KOFI
- Kalispell, Montana; United States;
- Broadcast area: Kalispell-Flathead Valley area
- Frequency: 1180 kHz
- Branding: 1180 AM 104.3 FM KOFI

Programming
- Format: Oldies - News - Talk - Sports
- Network: ABC News Radio
- Affiliations: Westwood One Premiere Networks

Ownership
- Owner: KOFI, Inc.
- Sister stations: KOLK, KZMN

History
- First air date: November 11, 1955
- Former frequencies: 980 kHz (1955–1964)

Technical information
- Licensing authority: FCC
- Facility ID: 35368
- Class: B
- Power: 50,000 watts (days) 10,000 watts (nights)
- Transmitter coordinates: 48°11′51.9″N 114°15′6.5″W﻿ / ﻿48.197750°N 114.251806°W
- Translator: 104.3 K282BP (Kalispell)

Links
- Public license information: Public file; LMS;
- Webcast: Listen live
- Website: kofiradio.com

= KOFI =

KOFI (1180 AM) is a commercial radio station licensed to Kalispell, Montana, and owned by KOFI, Inc. It airs an oldies radio format with some news, talk and sports programs. KOFI carries syndicated talk shows at night, including Rick Valdes-America at Night and Coast to Coast AM with George Noory. It also airs Denver Broncos football during the NFL season.

By day, KOFI is powered at 50,000 watts non-directional, the maximum for commercial AM stations. But 1180 AM is a clear channel frequency reserved for Class A station WHAM Rochester, New York. To prevent interference, at night KOFI reduces power to 10,000 watts and uses a directional antenna. The transmitter site is in Evergreen, on Steel Bridge Road. The studios and offices are on First Avenue East in Kalispell. Programming is also heard on 250-watt FM translator K282BP at 104.3 MHz.

==History==
The station officially signed on the air on November 11, 1955, originally broadcasting on 980 kHz as a 1,000-watt daytime-only station. In 1958, KOFI increased its power to 5,000 watts, though it remained restricted to daylight hours to prevent interference with distant stations In September 1964, the station changed its frequency to 930 kHz. A major turning point occurred in 1968 when the station migrated to its current frequency of 1180 kHz, allowing for 10,000 watts of full-time operation and a significantly expanded broadcast footprint.
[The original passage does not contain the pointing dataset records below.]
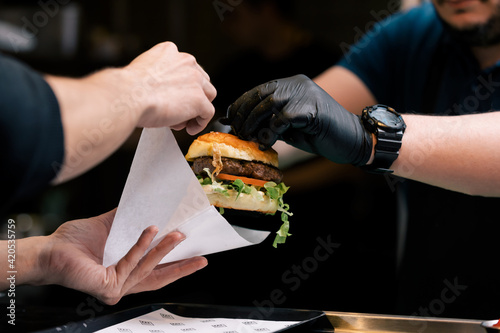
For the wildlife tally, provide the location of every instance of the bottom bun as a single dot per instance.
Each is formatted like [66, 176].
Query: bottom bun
[241, 202]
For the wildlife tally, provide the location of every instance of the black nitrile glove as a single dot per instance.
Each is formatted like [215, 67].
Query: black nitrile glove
[302, 114]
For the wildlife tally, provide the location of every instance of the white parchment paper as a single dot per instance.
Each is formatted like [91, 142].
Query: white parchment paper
[162, 190]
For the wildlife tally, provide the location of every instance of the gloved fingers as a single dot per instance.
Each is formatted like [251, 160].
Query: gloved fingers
[238, 112]
[258, 118]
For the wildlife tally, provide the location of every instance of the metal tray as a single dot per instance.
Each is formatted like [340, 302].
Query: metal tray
[308, 320]
[364, 323]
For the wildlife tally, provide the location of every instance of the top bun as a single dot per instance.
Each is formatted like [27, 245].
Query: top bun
[230, 146]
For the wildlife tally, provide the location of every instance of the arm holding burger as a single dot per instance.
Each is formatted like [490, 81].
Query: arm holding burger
[160, 88]
[454, 152]
[72, 257]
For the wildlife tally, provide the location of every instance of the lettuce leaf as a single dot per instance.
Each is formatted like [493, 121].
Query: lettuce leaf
[271, 189]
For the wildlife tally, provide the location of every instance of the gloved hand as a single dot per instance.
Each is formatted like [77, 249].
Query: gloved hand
[302, 114]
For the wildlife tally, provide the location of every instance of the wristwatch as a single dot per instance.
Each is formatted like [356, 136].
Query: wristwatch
[388, 127]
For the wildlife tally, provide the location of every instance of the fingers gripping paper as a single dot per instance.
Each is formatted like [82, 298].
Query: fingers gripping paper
[162, 190]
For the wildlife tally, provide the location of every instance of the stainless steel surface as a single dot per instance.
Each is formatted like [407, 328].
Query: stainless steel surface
[359, 322]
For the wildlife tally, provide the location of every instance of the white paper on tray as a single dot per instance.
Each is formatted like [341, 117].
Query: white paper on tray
[162, 190]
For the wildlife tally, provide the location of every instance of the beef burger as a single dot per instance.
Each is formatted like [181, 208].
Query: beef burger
[236, 174]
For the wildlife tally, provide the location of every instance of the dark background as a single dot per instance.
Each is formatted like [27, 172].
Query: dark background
[79, 37]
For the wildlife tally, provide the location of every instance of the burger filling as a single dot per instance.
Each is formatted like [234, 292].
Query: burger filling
[234, 167]
[249, 177]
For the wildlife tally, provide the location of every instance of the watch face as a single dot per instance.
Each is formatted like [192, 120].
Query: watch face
[387, 119]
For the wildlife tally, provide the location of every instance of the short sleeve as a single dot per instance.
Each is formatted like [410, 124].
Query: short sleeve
[31, 132]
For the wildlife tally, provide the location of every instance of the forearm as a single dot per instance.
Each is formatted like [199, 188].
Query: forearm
[459, 153]
[97, 118]
[21, 261]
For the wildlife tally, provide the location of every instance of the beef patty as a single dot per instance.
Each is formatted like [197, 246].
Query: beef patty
[242, 168]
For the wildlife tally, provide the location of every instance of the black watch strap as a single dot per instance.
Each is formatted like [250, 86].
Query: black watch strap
[386, 151]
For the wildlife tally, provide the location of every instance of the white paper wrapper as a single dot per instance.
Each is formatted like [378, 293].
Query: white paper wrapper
[162, 190]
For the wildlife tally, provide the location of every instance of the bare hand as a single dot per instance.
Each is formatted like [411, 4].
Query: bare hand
[178, 91]
[74, 260]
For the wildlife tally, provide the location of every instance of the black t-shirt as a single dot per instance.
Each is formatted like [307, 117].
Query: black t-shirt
[31, 132]
[410, 62]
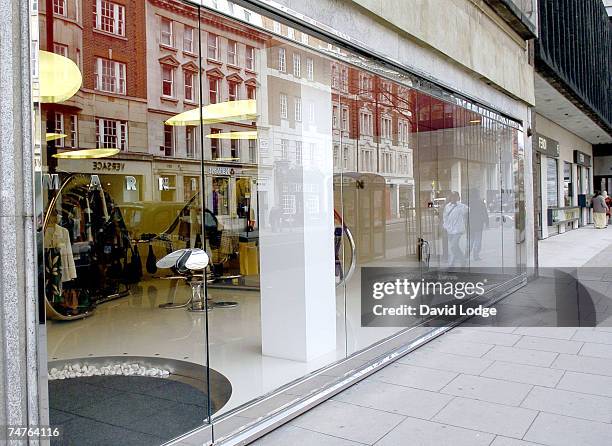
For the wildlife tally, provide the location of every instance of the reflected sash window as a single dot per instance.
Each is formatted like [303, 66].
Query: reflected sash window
[298, 109]
[213, 90]
[345, 119]
[250, 58]
[232, 52]
[297, 68]
[110, 76]
[233, 91]
[252, 151]
[188, 39]
[213, 46]
[59, 7]
[167, 37]
[310, 69]
[111, 133]
[190, 141]
[284, 149]
[215, 148]
[251, 91]
[189, 77]
[235, 148]
[298, 152]
[73, 140]
[282, 61]
[109, 17]
[168, 140]
[283, 106]
[167, 81]
[59, 128]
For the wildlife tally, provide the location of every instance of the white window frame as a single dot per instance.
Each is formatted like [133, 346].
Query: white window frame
[310, 69]
[299, 152]
[386, 126]
[59, 7]
[298, 109]
[297, 65]
[250, 58]
[282, 60]
[167, 69]
[190, 135]
[188, 74]
[112, 24]
[117, 76]
[120, 136]
[188, 39]
[345, 119]
[74, 131]
[214, 55]
[236, 85]
[284, 112]
[59, 128]
[232, 54]
[166, 37]
[217, 82]
[171, 147]
[284, 149]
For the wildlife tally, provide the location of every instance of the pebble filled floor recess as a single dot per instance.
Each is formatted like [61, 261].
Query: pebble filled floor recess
[124, 410]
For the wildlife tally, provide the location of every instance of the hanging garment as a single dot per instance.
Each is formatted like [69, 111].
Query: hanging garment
[53, 275]
[59, 238]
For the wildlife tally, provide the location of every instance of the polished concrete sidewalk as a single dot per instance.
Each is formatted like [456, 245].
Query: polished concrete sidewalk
[489, 386]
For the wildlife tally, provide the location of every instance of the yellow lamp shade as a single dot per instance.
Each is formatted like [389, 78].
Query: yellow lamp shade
[54, 136]
[87, 154]
[60, 78]
[251, 134]
[224, 111]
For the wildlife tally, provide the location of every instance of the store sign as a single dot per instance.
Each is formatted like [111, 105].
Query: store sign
[219, 170]
[108, 166]
[130, 183]
[547, 146]
[582, 158]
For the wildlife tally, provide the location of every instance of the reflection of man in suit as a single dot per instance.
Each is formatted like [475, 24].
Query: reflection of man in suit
[479, 219]
[455, 214]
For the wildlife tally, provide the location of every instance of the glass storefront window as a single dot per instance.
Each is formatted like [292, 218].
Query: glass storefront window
[296, 165]
[552, 182]
[568, 185]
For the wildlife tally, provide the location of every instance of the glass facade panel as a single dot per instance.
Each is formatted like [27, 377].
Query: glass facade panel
[290, 164]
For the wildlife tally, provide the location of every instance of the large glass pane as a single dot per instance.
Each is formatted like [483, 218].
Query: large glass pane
[273, 170]
[484, 200]
[126, 331]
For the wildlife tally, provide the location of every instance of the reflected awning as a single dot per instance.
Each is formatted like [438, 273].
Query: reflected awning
[215, 113]
[250, 134]
[60, 78]
[54, 136]
[87, 154]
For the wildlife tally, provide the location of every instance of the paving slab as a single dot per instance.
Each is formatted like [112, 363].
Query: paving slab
[415, 432]
[487, 417]
[559, 430]
[521, 373]
[488, 389]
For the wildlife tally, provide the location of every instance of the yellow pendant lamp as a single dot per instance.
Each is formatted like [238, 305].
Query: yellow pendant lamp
[250, 134]
[230, 111]
[59, 78]
[87, 154]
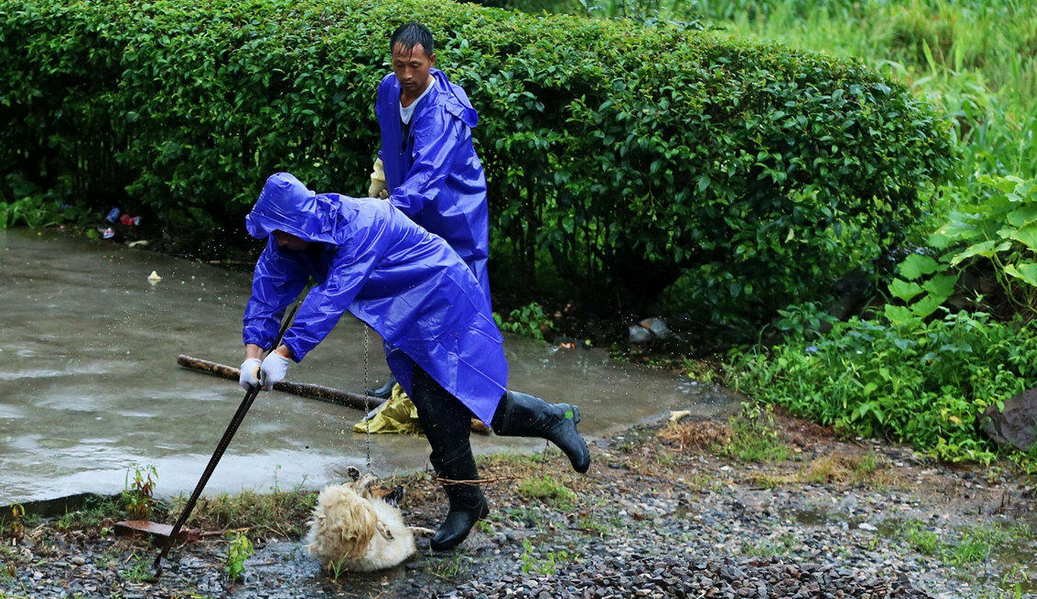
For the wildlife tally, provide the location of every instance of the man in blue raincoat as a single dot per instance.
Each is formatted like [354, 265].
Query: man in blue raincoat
[427, 166]
[440, 338]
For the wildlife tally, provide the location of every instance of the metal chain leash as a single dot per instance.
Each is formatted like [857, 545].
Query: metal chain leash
[367, 404]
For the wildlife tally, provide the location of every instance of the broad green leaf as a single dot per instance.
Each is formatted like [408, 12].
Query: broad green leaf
[917, 265]
[904, 289]
[1023, 216]
[941, 286]
[1027, 235]
[985, 249]
[926, 306]
[898, 315]
[960, 227]
[1026, 272]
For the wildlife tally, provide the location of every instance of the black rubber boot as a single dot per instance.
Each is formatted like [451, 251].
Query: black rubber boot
[385, 391]
[521, 415]
[468, 506]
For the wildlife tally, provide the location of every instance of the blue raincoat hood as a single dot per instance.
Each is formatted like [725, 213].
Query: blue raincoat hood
[432, 173]
[407, 284]
[287, 205]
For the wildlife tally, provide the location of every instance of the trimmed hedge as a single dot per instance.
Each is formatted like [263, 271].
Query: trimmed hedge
[618, 157]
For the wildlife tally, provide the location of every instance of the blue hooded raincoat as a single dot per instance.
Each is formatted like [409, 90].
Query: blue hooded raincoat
[370, 259]
[432, 173]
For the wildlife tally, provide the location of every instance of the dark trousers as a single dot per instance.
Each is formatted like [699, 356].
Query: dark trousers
[446, 421]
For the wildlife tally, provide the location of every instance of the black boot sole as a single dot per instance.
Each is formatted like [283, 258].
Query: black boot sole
[578, 466]
[454, 541]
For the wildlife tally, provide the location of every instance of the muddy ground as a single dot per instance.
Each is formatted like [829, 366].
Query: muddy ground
[757, 506]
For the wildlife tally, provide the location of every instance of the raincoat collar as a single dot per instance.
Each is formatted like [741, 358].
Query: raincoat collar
[452, 97]
[287, 205]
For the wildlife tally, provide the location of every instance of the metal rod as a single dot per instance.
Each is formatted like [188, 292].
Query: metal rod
[243, 409]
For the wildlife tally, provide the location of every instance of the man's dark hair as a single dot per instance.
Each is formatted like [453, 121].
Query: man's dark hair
[411, 34]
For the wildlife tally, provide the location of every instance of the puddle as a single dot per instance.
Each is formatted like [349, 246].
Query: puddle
[89, 382]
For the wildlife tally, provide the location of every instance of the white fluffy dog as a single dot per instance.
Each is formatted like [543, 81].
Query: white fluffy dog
[357, 526]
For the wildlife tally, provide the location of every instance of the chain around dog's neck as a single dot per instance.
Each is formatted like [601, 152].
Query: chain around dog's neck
[367, 405]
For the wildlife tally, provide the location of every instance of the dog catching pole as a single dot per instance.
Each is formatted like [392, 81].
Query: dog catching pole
[250, 396]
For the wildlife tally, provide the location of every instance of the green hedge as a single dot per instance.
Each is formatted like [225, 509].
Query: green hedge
[925, 382]
[618, 157]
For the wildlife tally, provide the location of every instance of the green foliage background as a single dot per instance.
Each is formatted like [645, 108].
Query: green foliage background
[618, 157]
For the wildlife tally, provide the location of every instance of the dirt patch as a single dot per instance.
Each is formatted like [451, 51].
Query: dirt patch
[663, 508]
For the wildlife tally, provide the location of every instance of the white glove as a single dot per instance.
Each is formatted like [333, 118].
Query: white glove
[377, 189]
[249, 377]
[275, 367]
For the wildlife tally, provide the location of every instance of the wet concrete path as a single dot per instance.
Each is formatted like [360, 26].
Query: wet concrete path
[89, 382]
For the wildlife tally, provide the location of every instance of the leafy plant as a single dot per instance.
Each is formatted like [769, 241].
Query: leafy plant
[1003, 228]
[239, 550]
[807, 319]
[139, 492]
[922, 382]
[15, 528]
[754, 436]
[923, 285]
[620, 158]
[530, 320]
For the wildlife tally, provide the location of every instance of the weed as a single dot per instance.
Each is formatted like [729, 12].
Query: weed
[280, 513]
[591, 525]
[665, 458]
[454, 566]
[138, 571]
[754, 436]
[531, 516]
[138, 493]
[549, 490]
[920, 539]
[766, 481]
[15, 529]
[847, 468]
[240, 550]
[784, 545]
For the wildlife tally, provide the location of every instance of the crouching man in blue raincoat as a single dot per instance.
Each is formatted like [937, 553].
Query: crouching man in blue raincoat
[427, 166]
[441, 340]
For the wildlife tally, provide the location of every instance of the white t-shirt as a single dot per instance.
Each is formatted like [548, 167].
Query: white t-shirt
[407, 113]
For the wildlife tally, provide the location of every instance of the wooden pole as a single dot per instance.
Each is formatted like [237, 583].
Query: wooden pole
[318, 392]
[354, 400]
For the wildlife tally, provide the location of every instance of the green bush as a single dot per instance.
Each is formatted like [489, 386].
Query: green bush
[618, 157]
[920, 382]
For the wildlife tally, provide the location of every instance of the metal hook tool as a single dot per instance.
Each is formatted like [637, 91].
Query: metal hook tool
[220, 448]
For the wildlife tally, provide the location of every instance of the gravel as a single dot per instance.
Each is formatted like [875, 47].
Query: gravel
[664, 521]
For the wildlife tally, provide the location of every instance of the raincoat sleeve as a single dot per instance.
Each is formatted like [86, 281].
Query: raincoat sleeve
[437, 141]
[279, 277]
[327, 302]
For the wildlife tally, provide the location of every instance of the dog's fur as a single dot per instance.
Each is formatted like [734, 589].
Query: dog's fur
[357, 526]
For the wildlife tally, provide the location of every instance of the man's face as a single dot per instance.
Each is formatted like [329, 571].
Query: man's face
[289, 241]
[412, 67]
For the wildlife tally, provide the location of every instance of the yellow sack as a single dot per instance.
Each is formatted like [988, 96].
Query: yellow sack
[397, 416]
For over five decades, the station's identity was synonymous with George Ostrom, a legendary Montana broadcaster who joined in 1956 and became a household name for his local news and storytelling. Ostrom retired from KOFI in 2008, though later returned to the airwaves at Kalispell station KGEZ from 2011 to 2017. Eventually, KOFI boosted its daytime power to 50,000 watts, the maximum allowed for commercial AM stations in the United States, earning it the reputation as the most powerful radio signal in Northwest Montana. Because 1180 AM is a clear-channel frequency, the station reduces its power to 10,000 watts at night to protect WHAM in Rochester, New York, though its signal can still be heard as far away as Washington and Utah.

Since 2017, KOFI's broadcasts are simulcast on 104.3 FM, using a 240-watt FM translator.

In late 2024, an application was filed to transfer control of KOFI, Inc. from David and Tana Rae to new owners Donald Walter and Scott L. Davis. Tragedy struck the station on November 9, 2024, when a devastating fire completely destroyed the 50,000-watt transmitter building in Evergreen, forcing the station to temporarily broadcast at low power. Despite the loss of the main AM facility, the station continued to reach listeners via its FM translator, K282BP, which broadcasts on 104.3 MHz. The station quickly ordered a new 1,000-watt transmitter to serve as a sustainable "bridge" while the primary facility was rebuilt.